Truckloads of Chinese rice enter N. Korea
Long convoys of Chinese lorries laden with rice were seen entering North Korea after Beijing reportedly agreed to provide major food aid to Pyongyang’s new regime, a South Korean activist said yesterday.
Thousands of lorries delivered rice to the hungry North starting on January 9, said Do Hee-Yoon of the Seoul-based Citizens’ Coalition for Human Rights of Abductees and North Korean Refugees.
On Monday a Japanese newspaper said Chinese leaders had agreed on the aid at a meeting on December 20, the day after North Korea announced the death of its longtime leader Kim Jong-Il.
The deliveries lasted about 10 days before the Lunar New Year holiday on January 23, Do told AFP.

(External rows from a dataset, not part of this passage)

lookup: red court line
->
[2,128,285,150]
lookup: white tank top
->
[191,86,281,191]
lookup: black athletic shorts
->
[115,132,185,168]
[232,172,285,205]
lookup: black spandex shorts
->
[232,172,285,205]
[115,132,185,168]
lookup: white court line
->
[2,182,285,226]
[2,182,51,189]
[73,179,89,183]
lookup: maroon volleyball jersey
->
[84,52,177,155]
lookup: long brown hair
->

As evidence, he presented pictures taken near the customs office in the northeastern town of Tumen on the Chinese side of the border on January 12.
One photo, taken from inside a taxi, showed trucks stacked with rice bags lined up on both sides of the road.

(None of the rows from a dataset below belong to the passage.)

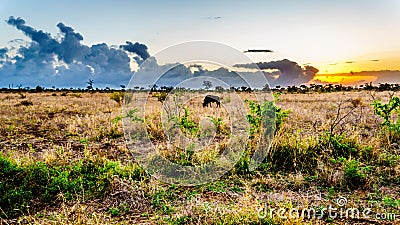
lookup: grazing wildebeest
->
[203,95,221,107]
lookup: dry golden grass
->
[0,91,400,224]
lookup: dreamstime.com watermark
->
[258,197,400,221]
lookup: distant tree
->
[35,85,44,92]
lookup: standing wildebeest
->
[203,95,221,107]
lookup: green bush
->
[344,160,370,189]
[110,91,125,104]
[0,155,145,218]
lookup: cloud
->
[119,41,150,65]
[234,59,318,86]
[0,16,150,88]
[207,16,222,20]
[244,49,274,53]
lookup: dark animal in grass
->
[203,95,221,107]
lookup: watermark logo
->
[258,196,396,221]
[123,41,275,186]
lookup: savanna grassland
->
[0,91,400,224]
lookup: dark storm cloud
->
[234,59,318,86]
[0,16,150,87]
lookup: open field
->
[0,91,400,224]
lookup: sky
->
[0,0,400,86]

“Trucks laden with rice sacks were seen crossing the border into the North at various places including Tumen, Dandong and Jian,” Do said.
“The delivery of rice aid was apparently completed within a pretty short timespan,” he said, adding it was quite rare for China to provide the North with such massive food aid at one go.
On Monday China’s foreign ministry urged the international community to give its impoverished neighbour more humanitarian aid.
It did not comment on a report by Japan’s Tokyo Shimbun newspaper, that China had decided to donate 500,000 tonnes of food and 250,000 tonnes of crude oil.